Príncipe de la música barroca

Nombrado sucesivamente organista en Armstadt en 1703 y luego en Mulhausen en 1707, asombrará por su virtuosismo musical. Ese mismo año contrajo matrimonio, a los veintidós años, con su prima lejana María Bárbara Bach, con quien tuvo siete hijos. Asumió el cargo de director de coro en la corte del duque de Sajonia-Weimar, luego el de director de los conciertos del duque. De 1714 a 1723 volvió a ocupar el cargo de maestro de capilla, pero esta vez en la corte del príncipe dAnalt-Goeten. Tristes noticias le esperan a su regreso: la muerte de su esposa. Dieciocho meses después, se volvió a casar con la cantante Anna Magdalena Wilcken con la que aún tendría catorce hijos. En 1723 Bach solicitó la sucesión de Kuhnau como cantor de Santo Tomás de Leipzig, que es un título muy honorífico y también dirige el Musicum collegium, una sociedad musical fundada por Téléman, músico oficial de la corte de Sajonia.

Bach realizará un célebre encuentro en 1744 en la persona de Federico II durante el cual improvisará una fuga a cuatro voces, sobre un tema propuesto por el flautista real.

A pesar de algunos retratos al óleo, la fisonomía del gran músico sigue siendo enigmática. Toda su vida trabajó en duras condiciones, sufrió la pérdida de once de sus hijos y estuvo ciego durante los últimos tres años de su existencia. Extremadamente sencillo y muy modesto, afirmará: "He trabajado con esmero, el que aplique tan bien como yo hará lo mismo"

“Trabajar para Dios” es su lema como cristiano, como místico, y en todas sus obras encontramos no solo al constructor del genio sino también al poeta y al creyente.
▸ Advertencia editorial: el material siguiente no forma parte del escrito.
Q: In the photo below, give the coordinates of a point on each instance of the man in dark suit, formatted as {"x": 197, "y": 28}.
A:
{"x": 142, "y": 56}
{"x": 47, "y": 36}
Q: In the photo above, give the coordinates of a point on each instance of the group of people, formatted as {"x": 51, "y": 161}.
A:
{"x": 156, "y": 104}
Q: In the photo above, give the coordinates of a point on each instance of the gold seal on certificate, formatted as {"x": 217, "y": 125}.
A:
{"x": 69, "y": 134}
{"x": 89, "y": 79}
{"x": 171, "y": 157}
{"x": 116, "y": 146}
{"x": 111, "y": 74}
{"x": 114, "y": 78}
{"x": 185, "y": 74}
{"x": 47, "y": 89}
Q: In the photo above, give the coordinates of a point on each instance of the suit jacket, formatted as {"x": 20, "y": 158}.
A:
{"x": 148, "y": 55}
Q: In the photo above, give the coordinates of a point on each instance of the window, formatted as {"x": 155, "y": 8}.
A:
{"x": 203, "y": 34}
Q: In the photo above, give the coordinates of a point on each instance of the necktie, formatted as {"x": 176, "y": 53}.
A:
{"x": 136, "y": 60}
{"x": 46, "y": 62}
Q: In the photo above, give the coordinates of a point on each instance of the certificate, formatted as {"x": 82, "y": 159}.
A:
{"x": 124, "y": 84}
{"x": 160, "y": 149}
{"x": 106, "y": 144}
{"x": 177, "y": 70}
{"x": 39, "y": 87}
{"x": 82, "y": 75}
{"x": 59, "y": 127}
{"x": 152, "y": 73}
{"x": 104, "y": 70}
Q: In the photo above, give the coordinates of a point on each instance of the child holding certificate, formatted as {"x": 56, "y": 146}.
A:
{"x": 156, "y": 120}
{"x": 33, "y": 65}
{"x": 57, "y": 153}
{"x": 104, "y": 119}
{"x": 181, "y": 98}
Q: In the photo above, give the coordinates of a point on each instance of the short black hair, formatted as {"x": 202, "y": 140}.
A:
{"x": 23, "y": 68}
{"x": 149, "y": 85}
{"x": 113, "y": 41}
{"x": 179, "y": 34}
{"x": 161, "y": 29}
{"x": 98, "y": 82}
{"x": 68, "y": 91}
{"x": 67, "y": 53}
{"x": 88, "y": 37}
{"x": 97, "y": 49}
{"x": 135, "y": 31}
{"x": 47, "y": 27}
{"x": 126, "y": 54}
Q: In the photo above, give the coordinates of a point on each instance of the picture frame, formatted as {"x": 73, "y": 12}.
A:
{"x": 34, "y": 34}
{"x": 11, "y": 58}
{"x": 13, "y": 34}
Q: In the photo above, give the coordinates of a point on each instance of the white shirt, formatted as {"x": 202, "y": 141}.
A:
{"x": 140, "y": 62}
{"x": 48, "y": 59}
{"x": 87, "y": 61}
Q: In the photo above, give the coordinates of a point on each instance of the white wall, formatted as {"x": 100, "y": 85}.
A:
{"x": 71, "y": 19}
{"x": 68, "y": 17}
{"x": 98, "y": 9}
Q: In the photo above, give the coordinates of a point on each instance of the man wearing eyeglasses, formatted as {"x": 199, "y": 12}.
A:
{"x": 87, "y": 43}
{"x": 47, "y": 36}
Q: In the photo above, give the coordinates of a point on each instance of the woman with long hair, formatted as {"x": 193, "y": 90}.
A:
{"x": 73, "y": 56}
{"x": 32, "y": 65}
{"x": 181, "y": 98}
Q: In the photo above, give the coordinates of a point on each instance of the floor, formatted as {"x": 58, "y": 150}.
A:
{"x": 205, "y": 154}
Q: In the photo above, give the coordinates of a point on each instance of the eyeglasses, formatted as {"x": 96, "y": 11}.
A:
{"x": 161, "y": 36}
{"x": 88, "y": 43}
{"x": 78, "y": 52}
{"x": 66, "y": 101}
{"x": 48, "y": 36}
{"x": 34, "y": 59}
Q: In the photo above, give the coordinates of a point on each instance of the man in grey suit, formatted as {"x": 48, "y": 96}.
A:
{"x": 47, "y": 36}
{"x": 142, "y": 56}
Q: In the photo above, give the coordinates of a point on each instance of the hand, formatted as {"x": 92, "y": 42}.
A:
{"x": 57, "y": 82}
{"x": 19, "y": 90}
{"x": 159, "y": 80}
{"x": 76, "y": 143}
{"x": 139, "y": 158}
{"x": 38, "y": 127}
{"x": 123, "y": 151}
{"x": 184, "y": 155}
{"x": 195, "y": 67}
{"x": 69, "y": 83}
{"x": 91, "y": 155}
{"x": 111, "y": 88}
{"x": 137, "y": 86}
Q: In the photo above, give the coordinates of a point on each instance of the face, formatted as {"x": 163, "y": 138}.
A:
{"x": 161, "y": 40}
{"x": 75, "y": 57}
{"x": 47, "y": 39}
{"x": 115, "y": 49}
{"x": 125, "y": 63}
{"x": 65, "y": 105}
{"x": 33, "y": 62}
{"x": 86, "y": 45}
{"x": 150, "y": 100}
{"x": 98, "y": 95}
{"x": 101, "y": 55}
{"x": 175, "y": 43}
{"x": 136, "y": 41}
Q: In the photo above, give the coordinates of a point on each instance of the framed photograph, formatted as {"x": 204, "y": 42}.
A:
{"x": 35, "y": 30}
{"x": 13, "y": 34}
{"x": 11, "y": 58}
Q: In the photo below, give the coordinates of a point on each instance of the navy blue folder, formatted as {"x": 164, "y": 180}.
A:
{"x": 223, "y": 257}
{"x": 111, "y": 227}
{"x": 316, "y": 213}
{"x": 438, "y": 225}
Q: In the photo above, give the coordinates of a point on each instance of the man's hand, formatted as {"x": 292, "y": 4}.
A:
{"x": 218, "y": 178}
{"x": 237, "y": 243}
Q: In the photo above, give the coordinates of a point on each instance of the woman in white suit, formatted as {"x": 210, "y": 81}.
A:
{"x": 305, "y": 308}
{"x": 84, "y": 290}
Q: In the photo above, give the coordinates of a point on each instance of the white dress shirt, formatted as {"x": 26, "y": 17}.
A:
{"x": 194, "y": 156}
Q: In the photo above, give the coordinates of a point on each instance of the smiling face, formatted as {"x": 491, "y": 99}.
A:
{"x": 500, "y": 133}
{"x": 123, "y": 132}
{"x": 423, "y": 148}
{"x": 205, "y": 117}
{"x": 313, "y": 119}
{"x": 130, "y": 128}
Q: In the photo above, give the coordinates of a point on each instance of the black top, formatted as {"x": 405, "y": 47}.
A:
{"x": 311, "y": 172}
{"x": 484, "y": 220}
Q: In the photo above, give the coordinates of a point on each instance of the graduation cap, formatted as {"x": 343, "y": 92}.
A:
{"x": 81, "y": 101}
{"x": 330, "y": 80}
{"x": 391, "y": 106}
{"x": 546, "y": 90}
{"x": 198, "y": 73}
Murió de un derrame cerebral el 28 de julio de 1750, a los sesenta y cinco años.

Un patrimonio musical invaluable

Sus numerosas obras vocales, seculares y religiosas bastarían para resumir todo su arte. Si allí están representadas todas las formas, dominan las cantatas, los motetes, los oratorios, las pasiones, las misas, el coral y la fuga. La melodía y el aria y el aria se alternan con el recitativo y el estribillo, mientras que las palabras latinas (magnificat, misas) tienen menos importancia que los textos alemanes (cantatas, pasiones).

Compuesta en Liepzig en 1733, la Misa en si menor es uno de los picos de la producción vocal de Bach por su amplitud, su brillantez, el ardor de su inspiración religiosa (se dio en muchas salas de conciertos al final de de la Segunda Guerra Mundial, es decir su verdadero poder de curación de las almas).

Organista y clavecinista, sus dos instrumentos favoritos, están dotados de una literatura nunca igualada por la calidad y cantidad de sus obras, pero no desdeña los instrumentos de cuerda y viento (violín, violonchelo, flauta), ni la música. orquestal.

Las múltiples obras de Bach sintetizan los recursos de la polifonía y la armonía: coros, preludios, fugas, conciertos, cuartetos, suites, sonatas, constituyen el marco sólido que sustenta la edificación de toda la obra (incluidos algunos biógrafos). creen, sin embargo, que una gran parte se ha perdido).

Si el compositor, que escribe sobre todo para la Iglesia y las cortes principescas, apenas innova en términos de forma, da a cada uno de ellos una perfección firmada por su profundo genio. Para él, la grandeza consiste en "hablar el idioma de todos". Admirable síntesis de dos siglos de esfuerzo constante, su mensaje innovador en el campo del ritmo y la armonía mira hacia el futuro.

Este gran arquitecto musical, este escultor, este pintor, este poeta se podría comparar al creador de la tumba de los Medici, del techo de la Capilla Sixtina y de tantas cumbres: Miguel Ángel. Pero en la creación vocal e instrumental de Johann Sebastian Bach es el hombre de fe quien habla, el creyente que se levanta y el místico que se exalta.

'' La música le debe a Johann Sebastian Bach tanto como una religión a su fundador. '' Robert Schuman.

Algunas obras

- Los conciertos de Brandeburgo

- La Pasión según San Juan

- Misa en si menor

- Passacaglia y fuga para órgano en Do menor

- Toccata y fuga en re menor (órgano)

- Pasión según St Mathieu

- El arte de huir

Para ir más lejos

- Bach en su tiempo, de Gilles Cantagrel. Fayard, 1997.

- Jean-Sébastien Bach, biografía de Roland de Candé. Umbral, 2000.


Vídeo: Air - Johann Sebastian Bach (Septiembre 2021).